So what can you do with the result of a Kleisli arrow, the IO object, other than compose it with another Kleisli arrow? Well, you can return it from main. In Haskell, main has the signature:

main :: IO ()

and you are free to think of it as a Kleisli arrow:

main :: () -> IO ()

From that perspective, a Haskell program is just one big Kleisli arrow in the IO monad. You can compose it from smaller Kleisli arrows using monadic composition. It’s up to the runtime system to do something with the resulting IO object (also called IO action).

Notice that the arrow itself is a pure function — it’s pure functions all the way down. The dirty work is relegated to the system. When it finally executes the IO action returned from main, it does all kinds of nasty things like reading user input, modifying files, printing obnoxious messages, formatting a disk, and so on. The Haskell program never dirties its hands (well, except when it calls unsafePerformIO, but that’s a different story).
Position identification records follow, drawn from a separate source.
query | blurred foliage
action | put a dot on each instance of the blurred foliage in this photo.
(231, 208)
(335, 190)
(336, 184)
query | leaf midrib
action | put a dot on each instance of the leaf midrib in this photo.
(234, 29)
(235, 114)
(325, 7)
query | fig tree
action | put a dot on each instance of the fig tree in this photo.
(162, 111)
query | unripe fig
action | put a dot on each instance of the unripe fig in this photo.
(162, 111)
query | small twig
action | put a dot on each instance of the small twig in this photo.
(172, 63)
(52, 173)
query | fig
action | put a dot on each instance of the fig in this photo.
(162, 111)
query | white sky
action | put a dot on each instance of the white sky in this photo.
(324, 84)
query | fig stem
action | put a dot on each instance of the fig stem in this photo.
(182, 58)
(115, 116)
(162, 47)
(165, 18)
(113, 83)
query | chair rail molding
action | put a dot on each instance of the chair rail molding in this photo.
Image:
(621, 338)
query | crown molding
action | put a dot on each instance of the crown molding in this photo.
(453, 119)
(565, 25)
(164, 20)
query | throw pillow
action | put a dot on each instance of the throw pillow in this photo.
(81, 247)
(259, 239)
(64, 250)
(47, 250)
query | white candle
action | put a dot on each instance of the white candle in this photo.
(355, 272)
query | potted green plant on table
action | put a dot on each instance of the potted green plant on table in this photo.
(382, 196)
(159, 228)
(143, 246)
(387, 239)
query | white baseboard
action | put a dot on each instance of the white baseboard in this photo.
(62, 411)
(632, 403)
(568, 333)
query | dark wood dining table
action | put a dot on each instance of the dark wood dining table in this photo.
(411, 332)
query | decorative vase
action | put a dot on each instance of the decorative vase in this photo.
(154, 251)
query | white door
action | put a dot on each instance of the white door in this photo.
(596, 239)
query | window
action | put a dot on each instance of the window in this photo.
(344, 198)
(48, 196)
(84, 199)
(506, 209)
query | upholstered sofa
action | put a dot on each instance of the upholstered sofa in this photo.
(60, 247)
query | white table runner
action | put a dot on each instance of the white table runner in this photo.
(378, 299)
Of course, because Haskell is lazy, main returns almost immediately, and the dirty work begins right away. It’s during the execution of the IO action that the results of pure computations are requested and evaluated on demand. So, in reality, the execution of a program is an interleaving of pure (Haskell) and dirty (system) code.
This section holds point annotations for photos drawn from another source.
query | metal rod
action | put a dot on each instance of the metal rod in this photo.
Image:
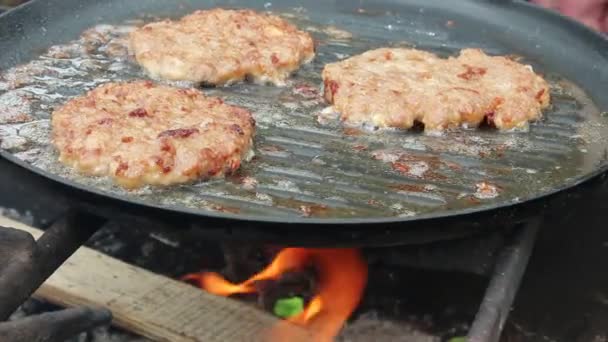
(54, 326)
(26, 272)
(509, 271)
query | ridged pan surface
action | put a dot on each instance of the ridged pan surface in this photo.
(310, 167)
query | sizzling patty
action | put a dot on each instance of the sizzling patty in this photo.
(222, 46)
(140, 133)
(399, 87)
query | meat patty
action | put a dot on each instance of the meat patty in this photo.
(400, 87)
(222, 46)
(140, 133)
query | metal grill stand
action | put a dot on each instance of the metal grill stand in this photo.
(25, 264)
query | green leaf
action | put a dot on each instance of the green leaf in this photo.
(288, 307)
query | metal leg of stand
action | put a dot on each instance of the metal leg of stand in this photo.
(508, 273)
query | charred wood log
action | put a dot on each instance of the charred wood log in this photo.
(54, 326)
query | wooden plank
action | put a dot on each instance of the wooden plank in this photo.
(148, 304)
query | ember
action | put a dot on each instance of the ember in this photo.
(341, 279)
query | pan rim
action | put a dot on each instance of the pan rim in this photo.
(304, 220)
(300, 220)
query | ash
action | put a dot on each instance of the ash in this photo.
(396, 306)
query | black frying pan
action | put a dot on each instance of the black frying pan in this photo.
(321, 180)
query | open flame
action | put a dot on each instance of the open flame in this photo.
(341, 279)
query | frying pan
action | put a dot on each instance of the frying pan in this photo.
(314, 181)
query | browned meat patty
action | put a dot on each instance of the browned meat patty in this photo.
(399, 87)
(140, 133)
(222, 46)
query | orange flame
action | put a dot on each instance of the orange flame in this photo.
(342, 275)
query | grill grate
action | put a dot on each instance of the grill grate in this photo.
(309, 165)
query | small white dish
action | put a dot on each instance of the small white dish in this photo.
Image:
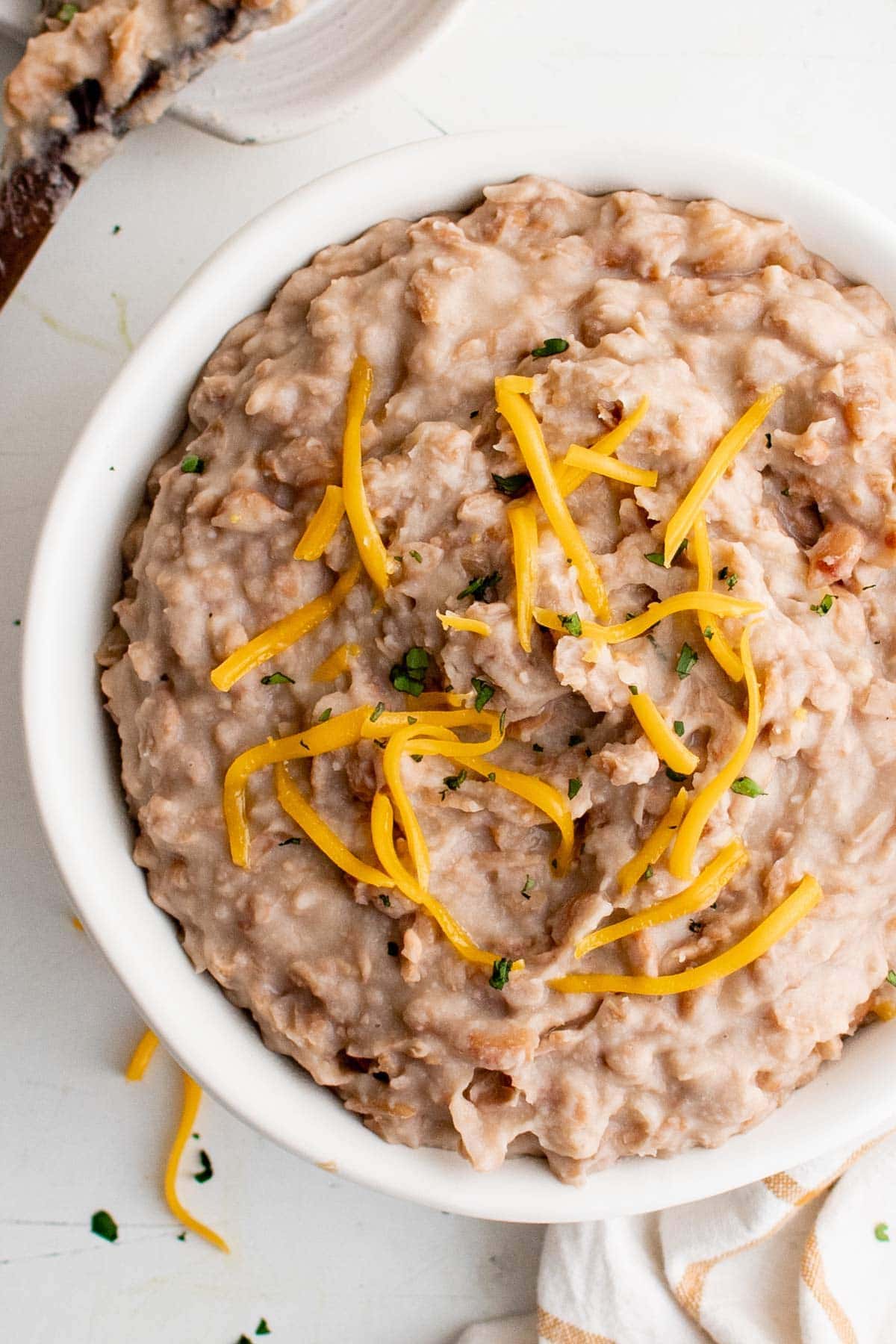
(72, 747)
(290, 80)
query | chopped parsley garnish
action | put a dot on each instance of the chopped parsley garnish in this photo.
(206, 1172)
(410, 673)
(484, 692)
(573, 624)
(747, 786)
(479, 586)
(512, 485)
(687, 659)
(104, 1225)
(500, 974)
(553, 346)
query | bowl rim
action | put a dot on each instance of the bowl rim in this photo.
(78, 793)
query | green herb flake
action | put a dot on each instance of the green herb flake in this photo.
(747, 786)
(573, 624)
(500, 974)
(687, 659)
(512, 485)
(479, 586)
(104, 1225)
(206, 1169)
(553, 346)
(484, 692)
There is an alternative interpretation of the IO monad that is even more bizarre but makes perfect sense as a mathematical model. It treats the whole Universe as an object in a program. Notice that, conceptually, the imperative model treats the Universe as an external global object, so procedures that perform I/O have side effects by virtue of interacting with that object. They can both read and modify the state of the Universe.
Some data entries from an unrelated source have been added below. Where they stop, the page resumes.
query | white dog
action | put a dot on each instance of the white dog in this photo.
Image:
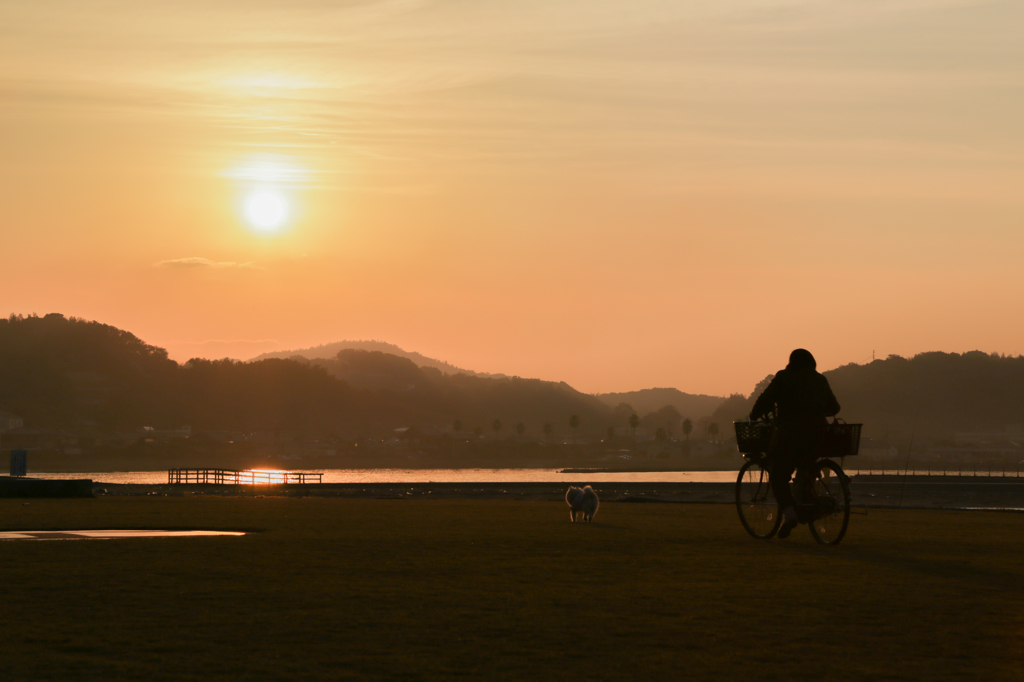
(582, 501)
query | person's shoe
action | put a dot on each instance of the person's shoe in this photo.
(790, 521)
(786, 528)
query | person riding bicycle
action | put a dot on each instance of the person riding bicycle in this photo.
(802, 400)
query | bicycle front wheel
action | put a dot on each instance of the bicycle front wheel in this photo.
(756, 503)
(832, 503)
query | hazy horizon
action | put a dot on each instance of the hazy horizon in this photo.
(619, 196)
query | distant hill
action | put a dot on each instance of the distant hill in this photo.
(652, 399)
(60, 373)
(330, 350)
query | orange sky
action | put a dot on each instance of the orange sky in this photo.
(617, 195)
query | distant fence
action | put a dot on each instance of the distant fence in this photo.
(236, 477)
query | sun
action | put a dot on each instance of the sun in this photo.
(266, 209)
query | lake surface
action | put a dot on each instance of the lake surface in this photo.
(436, 476)
(470, 476)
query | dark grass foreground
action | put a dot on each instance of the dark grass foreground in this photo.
(375, 589)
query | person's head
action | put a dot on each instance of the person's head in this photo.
(802, 359)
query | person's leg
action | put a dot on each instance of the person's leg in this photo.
(778, 475)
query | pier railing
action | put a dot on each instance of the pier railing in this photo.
(238, 477)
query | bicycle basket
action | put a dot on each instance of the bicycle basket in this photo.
(753, 436)
(843, 439)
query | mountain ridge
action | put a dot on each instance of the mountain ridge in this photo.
(330, 350)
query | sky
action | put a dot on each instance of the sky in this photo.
(616, 195)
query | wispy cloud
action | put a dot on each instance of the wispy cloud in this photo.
(197, 262)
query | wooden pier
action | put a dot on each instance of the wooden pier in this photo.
(237, 477)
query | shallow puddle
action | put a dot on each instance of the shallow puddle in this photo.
(109, 535)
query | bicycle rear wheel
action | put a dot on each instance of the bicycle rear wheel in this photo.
(755, 502)
(832, 503)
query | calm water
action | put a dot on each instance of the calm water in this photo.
(472, 476)
(436, 476)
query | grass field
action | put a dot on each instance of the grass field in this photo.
(454, 589)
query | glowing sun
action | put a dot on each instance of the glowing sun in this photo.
(266, 209)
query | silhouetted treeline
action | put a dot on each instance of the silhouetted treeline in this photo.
(58, 372)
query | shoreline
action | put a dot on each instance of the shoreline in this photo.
(865, 494)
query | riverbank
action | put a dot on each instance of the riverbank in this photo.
(921, 492)
(422, 589)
We already know how to deal with state in functional programming — we use the state monad. Unlike simple state, however, the state of the Universe cannot be easily described using standard data structures. But we don’t have to, as long as we never directly interact with it. It’s enough that we assume that there exists a type RealWorld and, by some miracle of cosmic engineering, the runtime is able to provide an object of this type. An IO action is just a function:

type IO a  =  RealWorld -> (a, RealWorld)

Or, in terms of the State monad:

type IO = State RealWorld

However, >=> and return for the IO monad have to be built into the language.

### Interactive Output

The same IO monad is used to encapsulate interactive output. RealWorld is supposed to contain all output devices. You might wonder why we can’t just call output functions from Haskell and pretend that they do nothing. For instance, why do we have:

putStr :: String -> IO ()

rather than the simpler:

putStr :: String -> ()

Two reasons: Haskell is lazy, so it would never call a function whose output — here, the unit object — is not used for anything. And, even if it weren’t lazy, it could still freely change the order of such calls and thus garble the output. The only way to force sequential execution of two functions in Haskell is through data dependency. The input of one function must depend on the output of another. Having RealWorld passed between IO actions enforces sequencing.

Conceptually, in this program:

main :: IO ()
main = do
putStr "Hello "
putStr "World!"

the action that prints “World!” receives, as input, the Universe in which “Hello ” is already on the screen. It outputs a new Universe, with “Hello World!” on the screen.

## Conclusion

Of course I have just scratched the surface of monadic programming. Monads not only accomplish, with pure functions, what normally is done with side effects in imperative programming, but they also do it with a high degree of control and type safety. They are not without drawbacks, though. The major complaint about monads is that they don’t easily compose with each other. Granted, you can combine most of the basic monads using the monad transformer library. It’s relatively easy to create a monad stack that combines, say, state with exceptions, but there is no formula for stacking arbitrary monads together.